| name | crucible |
| description | Stress-test any idea, proposal, or plan by finding its weakest points, probing hidden assumptions with Socratic questions, and identifying failure modes through red team analysis. Use when the user asks to stress-test, poke holes, find weaknesses, red team, challenge, or ask 'what could go wrong' or 'what am I missing'.
|
| argument-hint | idea, plan, or proposal to stress-test |
Crucible
Context: $ARGUMENTS
Find everything wrong with this idea. Socratic questioning, hostile review, and adversarial simulation.
Workflow
1. Initialize (or pick up existing graph)
Check if a graph already exists from a prior steelman:
uv run ${CLAUDE_PLUGIN_ROOT}/scripts/argument-graph.py show
If empty or no prior state, build the graph from scratch. Identify the idea's core claims and assumptions and register them:
uv run ${CLAUDE_PLUGIN_ROOT}/scripts/argument-graph.py reset
uv run ${CLAUDE_PLUGIN_ROOT}/scripts/argument-graph.py add "<claim-id>" claim --obs "<fact>"
uv run ${CLAUDE_PLUGIN_ROOT}/scripts/argument-graph.py add "<assumption-id>" assumption --obs "<fact>"
uv run ${CLAUDE_PLUGIN_ROOT}/scripts/argument-graph.py relate "<claim-id>" assumes "<assumption-id>"
If a graph already exists, use it directly.
2. Socratic Elenchus (probe assumptions)
Read ${CLAUDE_SKILL_DIR}/references/socratic-method.md.
Apply Vlastos' steps:
- Identify the thesis (what the idea claims)
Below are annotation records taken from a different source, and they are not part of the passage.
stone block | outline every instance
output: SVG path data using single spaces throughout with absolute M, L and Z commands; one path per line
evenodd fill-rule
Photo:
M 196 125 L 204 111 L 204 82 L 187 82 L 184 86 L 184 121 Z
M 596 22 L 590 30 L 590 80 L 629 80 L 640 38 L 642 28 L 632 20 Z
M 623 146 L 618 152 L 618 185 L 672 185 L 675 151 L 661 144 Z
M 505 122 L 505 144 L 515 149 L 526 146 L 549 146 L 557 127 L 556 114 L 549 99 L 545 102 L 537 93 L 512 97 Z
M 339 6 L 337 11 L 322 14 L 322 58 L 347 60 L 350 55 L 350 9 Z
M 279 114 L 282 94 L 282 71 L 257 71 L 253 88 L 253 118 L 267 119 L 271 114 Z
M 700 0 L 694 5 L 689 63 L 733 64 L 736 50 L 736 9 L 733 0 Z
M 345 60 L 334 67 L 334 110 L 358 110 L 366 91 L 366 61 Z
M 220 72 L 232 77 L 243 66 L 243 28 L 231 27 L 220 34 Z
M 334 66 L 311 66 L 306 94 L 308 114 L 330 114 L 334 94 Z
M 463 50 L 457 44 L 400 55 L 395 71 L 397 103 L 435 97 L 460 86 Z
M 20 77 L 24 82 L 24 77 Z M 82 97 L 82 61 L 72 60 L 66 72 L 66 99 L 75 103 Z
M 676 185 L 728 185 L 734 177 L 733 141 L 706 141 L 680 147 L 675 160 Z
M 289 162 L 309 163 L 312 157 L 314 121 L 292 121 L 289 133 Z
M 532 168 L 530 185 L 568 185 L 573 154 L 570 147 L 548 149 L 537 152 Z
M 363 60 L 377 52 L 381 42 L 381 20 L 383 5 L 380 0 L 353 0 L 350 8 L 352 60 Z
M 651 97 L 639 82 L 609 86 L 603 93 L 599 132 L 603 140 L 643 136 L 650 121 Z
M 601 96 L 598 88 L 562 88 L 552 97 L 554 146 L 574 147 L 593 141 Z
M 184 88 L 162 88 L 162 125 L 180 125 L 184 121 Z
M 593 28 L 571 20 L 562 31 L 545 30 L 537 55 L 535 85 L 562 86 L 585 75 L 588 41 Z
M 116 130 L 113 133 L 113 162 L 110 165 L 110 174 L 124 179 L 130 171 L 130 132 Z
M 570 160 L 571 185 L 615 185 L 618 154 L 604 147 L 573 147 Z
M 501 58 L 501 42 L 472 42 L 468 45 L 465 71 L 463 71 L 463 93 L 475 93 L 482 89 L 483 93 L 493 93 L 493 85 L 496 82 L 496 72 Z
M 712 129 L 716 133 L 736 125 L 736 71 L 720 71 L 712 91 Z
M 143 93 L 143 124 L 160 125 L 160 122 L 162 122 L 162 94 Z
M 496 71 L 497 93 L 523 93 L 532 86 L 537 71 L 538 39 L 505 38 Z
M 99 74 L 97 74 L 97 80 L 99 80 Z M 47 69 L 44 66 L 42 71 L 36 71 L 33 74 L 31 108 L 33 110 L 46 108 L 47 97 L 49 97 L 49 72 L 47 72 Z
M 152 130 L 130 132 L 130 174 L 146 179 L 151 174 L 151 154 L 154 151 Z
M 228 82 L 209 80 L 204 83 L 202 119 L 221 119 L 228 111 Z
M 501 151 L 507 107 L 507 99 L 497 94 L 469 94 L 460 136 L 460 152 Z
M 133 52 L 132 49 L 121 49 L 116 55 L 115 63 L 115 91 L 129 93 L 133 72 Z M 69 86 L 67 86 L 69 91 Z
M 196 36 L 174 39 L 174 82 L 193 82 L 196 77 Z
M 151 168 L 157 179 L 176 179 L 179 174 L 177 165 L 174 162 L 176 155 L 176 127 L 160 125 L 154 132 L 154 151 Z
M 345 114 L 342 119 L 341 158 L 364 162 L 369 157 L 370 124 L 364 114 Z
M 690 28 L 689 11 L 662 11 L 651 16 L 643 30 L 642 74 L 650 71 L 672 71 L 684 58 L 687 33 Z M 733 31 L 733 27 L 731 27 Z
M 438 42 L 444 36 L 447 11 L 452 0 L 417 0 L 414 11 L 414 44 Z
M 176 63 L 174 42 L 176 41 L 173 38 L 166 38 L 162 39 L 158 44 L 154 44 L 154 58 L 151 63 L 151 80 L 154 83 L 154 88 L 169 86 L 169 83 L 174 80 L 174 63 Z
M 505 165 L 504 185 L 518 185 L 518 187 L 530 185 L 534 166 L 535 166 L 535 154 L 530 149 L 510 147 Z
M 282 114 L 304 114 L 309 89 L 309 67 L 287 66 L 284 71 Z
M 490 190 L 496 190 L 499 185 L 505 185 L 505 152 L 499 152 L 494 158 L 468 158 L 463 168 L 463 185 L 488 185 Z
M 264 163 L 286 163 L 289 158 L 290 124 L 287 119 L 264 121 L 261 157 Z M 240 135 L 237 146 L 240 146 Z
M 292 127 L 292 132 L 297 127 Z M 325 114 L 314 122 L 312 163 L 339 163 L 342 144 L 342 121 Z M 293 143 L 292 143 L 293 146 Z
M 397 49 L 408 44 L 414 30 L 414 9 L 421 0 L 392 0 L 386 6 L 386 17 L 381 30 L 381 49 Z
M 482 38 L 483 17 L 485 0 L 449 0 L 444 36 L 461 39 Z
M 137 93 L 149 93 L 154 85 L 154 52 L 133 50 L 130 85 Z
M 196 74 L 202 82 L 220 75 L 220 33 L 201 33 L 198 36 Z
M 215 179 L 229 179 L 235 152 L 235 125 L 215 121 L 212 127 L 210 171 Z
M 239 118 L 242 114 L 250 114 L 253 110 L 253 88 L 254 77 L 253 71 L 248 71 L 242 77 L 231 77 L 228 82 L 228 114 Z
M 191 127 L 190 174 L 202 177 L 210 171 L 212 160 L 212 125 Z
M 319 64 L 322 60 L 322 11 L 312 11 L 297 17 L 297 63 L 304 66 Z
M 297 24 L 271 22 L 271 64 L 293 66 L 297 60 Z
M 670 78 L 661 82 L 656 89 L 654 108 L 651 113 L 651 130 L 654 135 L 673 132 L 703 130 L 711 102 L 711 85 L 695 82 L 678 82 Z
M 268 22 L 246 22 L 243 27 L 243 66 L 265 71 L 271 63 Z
- Identify premises the proponent would agree with
- Show how those premises lead to conclusions that CONTRADICT the thesis
Ask 3-5 penetrating questions. Each question targets a specific assumption. Present the questions to the user.
3. Structural analysis
Run the graph analysis to find gaps the questions should have exposed:
uv run ${CLAUDE_PLUGIN_ROOT}/scripts/argument-graph.py analyze
This reveals: ungrounded assumptions (no evidence), unstable claims (depend on contradicted assumptions), exposed weaknesses (no mitigation), contested claims (multiple counter-arguments), orphaned entities (disconnected from the argument).
4. Hostile review
Read ${CLAUDE_SKILL_DIR}/references/crucible.md.
For each stakeholder who would need to approve or fund this idea, ask: what is their harshest possible question? Can the idea survive it as stated?
Register weaknesses found:
uv run ${CLAUDE_PLUGIN_ROOT}/scripts/argument-graph.py add "<weakness-id>" weakness --obs "<what makes it weak>"
uv run ${CLAUDE_PLUGIN_ROOT}/scripts/argument-graph.py relate "<assumption-id>" if_fails "<weakness-id>"
5. Red team (failure modes)
Read ${CLAUDE_SKILL_DIR}/references/red-team.md.
Identify 3-5 ways this idea fails. For each failure mode:
- What happens?
- How likely is it?
- How bad is it?
- Is there a defense?
If mitigations exist, register them:
uv run ${CLAUDE_PLUGIN_ROOT}/scripts/argument-graph.py add "<mitigation-id>" mitigation --obs "<how it helps>"
uv run ${CLAUDE_PLUGIN_ROOT}/scripts/argument-graph.py relate "<mitigation-id>" mitigates "<weakness-id>"
6. Present findings
Run analysis again to see the updated picture:
uv run ${CLAUDE_PLUGIN_ROOT}/scripts/argument-graph.py analyze
Output format
Present three sections:
Socratic Questions: 3-5 questions and the assumptions they target
Weakest Points: What a hostile reviewer would attack (from structural analysis + review)
Failure Modes: How this fails, likelihood, severity, and whether defenses exist
Resources
${CLAUDE_SKILL_DIR}/references/socratic-method.md — load always. Vlastos' elenchus steps, the maieutic method, Boghossian's warning about humiliation vs. productive discomfort.
${CLAUDE_SKILL_DIR}/references/crucible.md — load always. The stress-test review board method, NASA/Pentagon origin, the principle that the review must be MORE adversarial than the real presentation.
${CLAUDE_SKILL_DIR}/references/red-team.md — load always. RAND Corporation origins, Israel's Ipcha Mistabra, groupthink as the enemy, reconnaissance before attack.
${CLAUDE_PLUGIN_ROOT}/scripts/argument-graph.py — run throughout to register weaknesses, mitigations, and analyze structural gaps.
Gotchas
- Run
analyze before writing findings. The graph catches things intuition misses: assumptions with zero supporting evidence, claims that depend on contradicted assumptions.
- Nemeth's warning applies here too. Generic "but what if it fails?" is worthless. Every objection must cite a specific mechanism of failure.
- If a graph already exists from a prior
/steelman, use it. Don't rebuild from scratch. The crucible builds on what steelman established.
- Graph entity names: short kebab-case identifiers. Observations carry the detail.
- The graph state persists in /tmp. If
/verdict runs after this, it reads the same graph.